XML Normalizer Operator Sample

This sample shows how to use the TIBCO StreamBase® XML Normalizer operator.

Introduction

The XML Normalizer operator is a global Java operator that parses a designated field containing a string in XML format, and emits one tuple for each top-level element extracted from the XML string field. Each emitted tuple contains a user-defined set of string fields parsed from the input XML string, plus an optional field that reports any XML parsing errors. All fields in the input tuple other than the XML string field are optionally passed through unchanged to each emitted tuple, except input fields of type tuple or list, which are not supported and are emitted as null.

See the description of the operator's Properties view in Using the XML Normalizer Operator.

The XMLSimple.sbapp sample EventFlow module illustrates the following aspects of using the XML Normalizer operator:

  • The operator emits all extracted XML fields as strings, including XML fields that hold numeric data. The sample module includes a Map operator, ConvertToNumbers, that converts two extracted numeric fields to StreamBase int and double data types.

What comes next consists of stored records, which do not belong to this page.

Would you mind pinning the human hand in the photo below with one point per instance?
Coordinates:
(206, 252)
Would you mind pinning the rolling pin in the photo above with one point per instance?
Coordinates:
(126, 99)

  • The operator emits all extracted XML fields as a set of string fields. The sample module includes a second Map operator, ConvertToTuple, that converts the extracted XML fields to a single tuple field for further processing downstream.

This Sample's Files

The XML Normalizer sample includes the following files:

File Purpose
XMLSimple.sbapp Sample EventFlow module to illustrate using the XML Normalizer operator.
XMLSimple.sblayout The layout file associated with the sample EventFlow module.
TradeHist.xml An example of trade data formatted as standard, indented XML.
TradeHist.csv A CSV file with three fields, the first of which is the XML content in TradeHist.xml, but flattened to a single string with all line endings removed. This CSV file has one deliberate error at the end of the XML string field, which demonstrates how the operator handles XML parsing errors. This file serves as input for the TradeHist.sbfs feed simulation.
TradeHist-unflattened.csv Same contents as TradeHist.csv, but with the first field shown as standard indented XML with embedded line ending characters. You can experiment with loading this version of the CSV file as input for the feed simulation, using a custom file reader you write that removes the line ending characters from the XML string field.
TradeHist.sbfs Feed simulation file that loads TradeHist.csv as its input file.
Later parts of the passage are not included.